To assess the performance of the STALSTM, the attention weights are extracted and visualized. Figure 10 illustrates weights of the STALSTM model used to predict the water level of the Dhaka stations. Light color represents low attention weights, and dark color denotes high attention weights. The bar presented on the right of the heat maps represents the attention weight values. Here, the attention weights are not only different for varying moments in time, but also different on input features. If the model is given an n-previous time step to forecast one step ahead, the model is most likely to take values from the moment it fits. For forecasting of the Dhaka station at a one-time step ahead, the SW159 station with t − 2 has been assigned with more weights compared with other stations. This is because, at a certain time step, the attention mechanism increases the weights of input information, which are useful for that time step [38].

It is worth noting that the further into the future the model is used to make a prediction, the more the model focuses its attention on the values that are nearby to the present time, t. The attention moves its focus towards more recent water level values of the input. When predicting water levels 7 days into the future, we can see how the attention module focuses by putting more weight on the values in the current day. Hence, attention weights for t + 7 are more for the more recent historical moment of the Dhaka station. Therefore, it can be observed how the distribution of spatial and temporal attention modules can enable the LSTM architecture to capture the complex relationship to perform accurate flood forecasting [54,60].

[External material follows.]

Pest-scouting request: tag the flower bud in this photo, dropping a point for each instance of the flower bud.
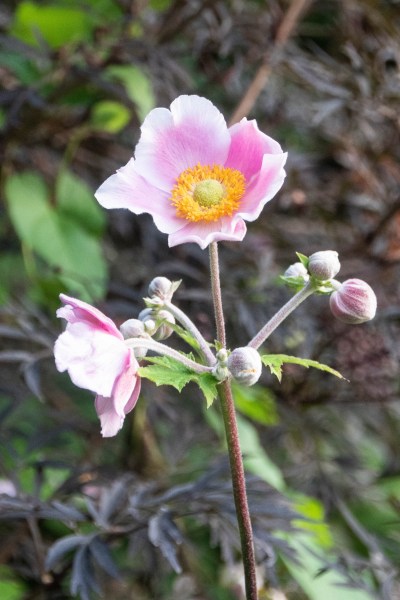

Figure 11 represents a subsection of the predictive models forecasting on the testing set for the Dhaka station, where prediction can be compared with ground truth information. Here, increasing the lead day makes the prediction performed by the model more uncertain. For t + 1, the prediction model is close to the actual water level. However, with an increasing lead time, the predictions become more far off than the actual value. Among all the models used in this study, the STALSTM shows the most stable performance. The prediction of the ANN model fluctuated more heavily compared with other models. The fluctuations are observed near the peaks due to sudden changes in water level.

The results, obtained from the study, illustrate that when using multivariate time series to make multistep ahead prediction, the LSTM or its variants can perform better than the ANN model due to the advantage of having the ability to retain a long sequence of information. The performance of the models can be ranked as follows:

STALSTM > SALSTM > TALSTM > LSTM > ANN

(20)

5. Conclusions

Bangladesh is highly prone to flooding, particularly during the monsoon season. To improve the flood forecasting system, an accurate lead time of the water level of the rivers is essential. The results of this study demonstrated that the use of spatial and temporal modules in the LSTM models can predict riverine flooding accurately.

This study proposes a sequential model to enhance the water level forecast. It explored how deep learning models can be used for multivariate water level prediction for multistep forecasting. The performance of the prediction models has been analyzed using widely known evaluation metrics followed in the field of time-series analysis. The results show that the STALSTM outperforms the basic LSTM and its other attention models and the ANN in accurately predicting the water level. The attention modules are shown to improve the accuracy of the deep learning model for forecasting.

It is worth noting that the attention models are data intensive, requiring a large number of in situ data. The performance of the STALSTM model tends to be poor when smaller datasets are used [38]. Despite being sensitive to data volume, the LSTM model can address nonlinearity issues in flood prediction in complex river network systems. Future works can focus on exploring the effects of different input lengths of the sequential data and missing data imputation method on the accuracy of flood forecasting.